The IRS has acknowledged that it has struggled to administer the "community benefit" rules, calling them "imprecise legal standards" in its recent report. The report found that 14 percent of nonprofit hospitals surveyed provided 63 percent of the aggregate charity care and unpaid bills written off, though the agency didn't recommend any policy changes and didn't identify the 489 hospitals surveyed.

The American Hospital Association has countered that nonprofit hospitals do more to help the poor than any other part of the health-care industry, and it said the IRS undercounted the amount of charity care and other community benefits.

In Maryland, legislation introduced by Del. Peter A. Hammen and state Sen. George W. Della, both Baltimore Democrats, would require hospitals to provide care to all Maryland residents whose incomes are less than 1.5 times the federal poverty guideline, which would equal $33,075 for a family of four.

State regulators, backed by O'Malley, have recommended eligibility for a family of four with income up to $44,100.

A leader of a nationwide consumer group said the proposals would "go a long way toward creating a much more fair, clear and transparent system for consumers."

"It is long overdue, and the need is clear based on The Baltimore Sun's investigation," said Renee Markus Hodin, project director for Community Catalyst, a Boston-based nonprofit group.

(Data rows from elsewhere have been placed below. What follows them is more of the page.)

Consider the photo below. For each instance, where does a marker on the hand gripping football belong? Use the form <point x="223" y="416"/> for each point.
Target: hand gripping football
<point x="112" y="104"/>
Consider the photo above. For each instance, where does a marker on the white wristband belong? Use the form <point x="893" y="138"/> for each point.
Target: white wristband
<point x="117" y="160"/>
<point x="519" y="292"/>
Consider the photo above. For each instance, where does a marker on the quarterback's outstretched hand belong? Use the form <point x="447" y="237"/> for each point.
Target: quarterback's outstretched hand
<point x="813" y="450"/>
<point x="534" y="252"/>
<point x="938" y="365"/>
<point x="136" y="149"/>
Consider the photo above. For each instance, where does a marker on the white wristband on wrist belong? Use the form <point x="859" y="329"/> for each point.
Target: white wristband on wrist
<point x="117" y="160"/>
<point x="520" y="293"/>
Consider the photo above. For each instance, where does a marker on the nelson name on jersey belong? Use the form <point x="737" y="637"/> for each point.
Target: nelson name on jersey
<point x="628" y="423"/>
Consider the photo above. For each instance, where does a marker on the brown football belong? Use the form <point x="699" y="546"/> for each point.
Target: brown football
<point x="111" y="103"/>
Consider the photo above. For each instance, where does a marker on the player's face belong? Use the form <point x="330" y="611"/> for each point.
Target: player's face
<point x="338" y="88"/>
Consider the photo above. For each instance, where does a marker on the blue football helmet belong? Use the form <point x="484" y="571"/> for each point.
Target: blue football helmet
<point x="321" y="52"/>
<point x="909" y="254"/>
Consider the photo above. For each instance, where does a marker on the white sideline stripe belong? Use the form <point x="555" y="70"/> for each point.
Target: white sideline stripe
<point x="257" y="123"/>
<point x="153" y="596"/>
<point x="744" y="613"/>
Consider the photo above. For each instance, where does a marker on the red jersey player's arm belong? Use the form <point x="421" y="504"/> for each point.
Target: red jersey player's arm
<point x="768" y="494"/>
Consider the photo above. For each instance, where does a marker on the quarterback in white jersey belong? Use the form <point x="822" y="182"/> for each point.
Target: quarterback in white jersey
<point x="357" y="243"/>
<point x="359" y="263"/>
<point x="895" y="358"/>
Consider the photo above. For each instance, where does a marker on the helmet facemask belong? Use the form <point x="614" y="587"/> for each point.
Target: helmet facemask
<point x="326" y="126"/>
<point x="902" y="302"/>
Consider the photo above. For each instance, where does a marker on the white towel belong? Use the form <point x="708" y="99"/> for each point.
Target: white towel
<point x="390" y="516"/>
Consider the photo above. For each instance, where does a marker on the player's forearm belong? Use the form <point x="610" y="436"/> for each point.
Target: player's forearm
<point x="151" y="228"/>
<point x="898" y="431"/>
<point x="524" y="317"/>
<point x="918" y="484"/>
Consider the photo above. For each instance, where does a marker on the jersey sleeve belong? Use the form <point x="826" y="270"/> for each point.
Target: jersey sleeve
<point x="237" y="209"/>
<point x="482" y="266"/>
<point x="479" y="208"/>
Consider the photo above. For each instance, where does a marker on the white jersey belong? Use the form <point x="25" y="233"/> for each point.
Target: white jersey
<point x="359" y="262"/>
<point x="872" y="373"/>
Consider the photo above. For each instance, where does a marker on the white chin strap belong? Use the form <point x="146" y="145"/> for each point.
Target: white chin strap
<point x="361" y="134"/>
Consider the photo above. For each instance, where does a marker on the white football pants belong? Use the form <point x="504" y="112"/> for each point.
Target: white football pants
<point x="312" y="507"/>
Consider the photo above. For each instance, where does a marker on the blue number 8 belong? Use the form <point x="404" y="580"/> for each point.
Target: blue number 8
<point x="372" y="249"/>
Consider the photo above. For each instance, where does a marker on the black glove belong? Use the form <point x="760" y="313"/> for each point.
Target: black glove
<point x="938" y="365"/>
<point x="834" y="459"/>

The investigative series found that Maryland, unlike some other states, lacks uniform standards and practices to determine who is eligible for free or reduced-price care at hospitals. Because hospitals have varying policies, which consider household assets as well as income, some people end up facing court judgments or get liens placed on their homes even though they have little means to pay their bills. Hospitals are required to post notices about the availability of financial assistance, but not necessarily to inform each patient about that or provide charity care applications proactively.

Under Maryland's unique system in which the state sets hospitals rates, hospitals received nearly $1 billion last year - through a markup on bills that all patients pay - to cover their costs of charity care and unpaid bills. All but one of Maryland's 47 hospitals are nonprofit.

In 2005, a bill to require hospitals to devote at least half of the amount of their tax exemption to free and reduced-price care died in committee in the General Assembly.

The Maryland Hospital Association argues that its members justify their tax exemptions through annual filings to the IRS and touts Maryland's law requiring hospitals to also file annual reports with state regulators on how they benefit their communities.

"Charity care and financial assistance is critical, but the benefit that our hospitals provide to communities is much broader than that," the group's president, Carmela Coyle, said in a recent interview.

O'Malley ordered regulators last December to do an "immediate and thorough review" of hospital debt-collection practices. The report, released Feb. 13, noted the benefits of the state's rate-setting system but acknowledged that the voluntary guidelines for defining charity care might have led to overly aggressive debt-collection practices by hospitals.

The Sun reported that hospital debt-collection lawsuits spiked sharply between 2003 and 2006 before falling slightly in 2007. In all, hospitals filed more than 132,000 of these suits in the past five years, winning at least $100 million in judgments and placing liens on more than 8,000 homes.